Flying Scotsman returned to the East Coast Main Line, an electrified line, after a 10-year, £4.2million refurbishment by the National Railway Museum in February with an inaugural journey from London King’s Cross to York which was greeted by thousands of people lining the route.
However, the day was marred in parts by several dangerous incidents of trespass, where members of the public were seen walking along the tracks and taking photographs of the locomotive while other trains continued to pass on opposing lines.
Photographs shared online show crowds of people, including young children, stood in the path of oncoming trains with their view obscured by plumes of steam and smoke from the engine.
All trains on the East Coast Main Line had to be stopped as a result, causing a combined total of over eight hours of delays (516 minutes) to 59 train services and costing taxpayer-funded Network Rail almost £60,000 in compensation to train operators.
Flying Scotsman tours the UK throughout the summer and on Saturday 21 and Saturday 28 May will make return journeys from London Paddington to Reading and Salisbury. In preparation for these trips, Network Rail, the British Transport Police and other industry partners are warning those who are planning a visit of the dangers of straying onto the tracks. In particular, the added risk of electrocution, as part of the rail network in these areas is powered by electricity via a third rail DC electrical system. The third rail, the conductor rail, is located to the side of the railway tracks and cannot be switched off due to the large number of other trains using the network.

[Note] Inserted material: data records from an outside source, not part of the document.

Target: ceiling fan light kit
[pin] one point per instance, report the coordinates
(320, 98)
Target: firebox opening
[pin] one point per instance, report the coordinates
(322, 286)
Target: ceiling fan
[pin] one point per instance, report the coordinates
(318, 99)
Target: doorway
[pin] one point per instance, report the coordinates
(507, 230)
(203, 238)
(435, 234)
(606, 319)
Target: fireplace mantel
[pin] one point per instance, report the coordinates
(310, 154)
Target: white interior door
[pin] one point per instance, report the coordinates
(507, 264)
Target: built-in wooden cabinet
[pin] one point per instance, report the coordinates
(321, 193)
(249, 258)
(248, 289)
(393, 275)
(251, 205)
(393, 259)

Mark Langman, Network Rail’s managing director for the Western route, said: “I’m sure the enthusiasm and passion that has been shown elsewhere in the country for this historic train will be replicated when it travels along Brunel’s railway. While it’s great to see this support for steam engines, and the railway itself, the images of people stood on the railway taking photographs were deeply concerning.
“As well as being illegal, I cannot stress enough how dangerous it is to go onto the railway without any formal training and without permission. I am urging those who plan to enjoy seeing Flying Scotsman in the coming days to do so from a safe position and to not go onto the railway under any circumstances. I’d like to thank those who have observed safe practices during the Scotsman’s runs so far and ask others to follow that example.”
Chief inspector David Oram from the British Transport Police said: “We understand people are excited about seeing the Flying Scotsman’s return and want them to have a great day out.
“Our priority is the safety of the public and passengers viewing and travelling on the train. The railway is a hazardous environment and we would urge people to use safe vantage points to view and take pictures of the train, stay clear of the line and not be tempted to risk their lives and the lives of others by trespassing on the tracks.
“To ensure the safety of those wanting to see the Flying Scotsman we have been in extensive planning discussions with the rail industry. Our aim is that members of the public are able to enjoy these great events by understanding the dangers, being responsible, staying within the law and most importantly - keeping safe.
“Trespassing on the tracks to view the service is not only extremely dangerous and can result in the train’s journey being delayed, but it is an offence for which the offender risks being brought before the courts, a fine of £1,000 and a criminal record. Where people are found to be trespassing, we will take proportionate and necessary action against them.”
Jim Lowe, head of operations at the National Railway Museum, who purchased the iconic locomotive for the Nation in 2004 and restored it to steam through a complex overhaul said: “While we understand interest in our celebrity loco Flying Scotsman will continue to be extremely high, we urge those wishing to view it on its UK tour dates do so from a safe vantage point.
“It is vital that spectators do not venture onto the railway, particularly when it is on the mainline as a full timetable of regular services will be running. In order to avoid overcrowding and incidents of trespass neither ourselves nor our partners will be publishing recommended viewing points or the timetable of when the train will be passing through specific locations – this includes positioning moves.
“We wish those who are taking journeys on trains hauled by the steam icon or going to see it at an event over the coming months an enjoyable experience.”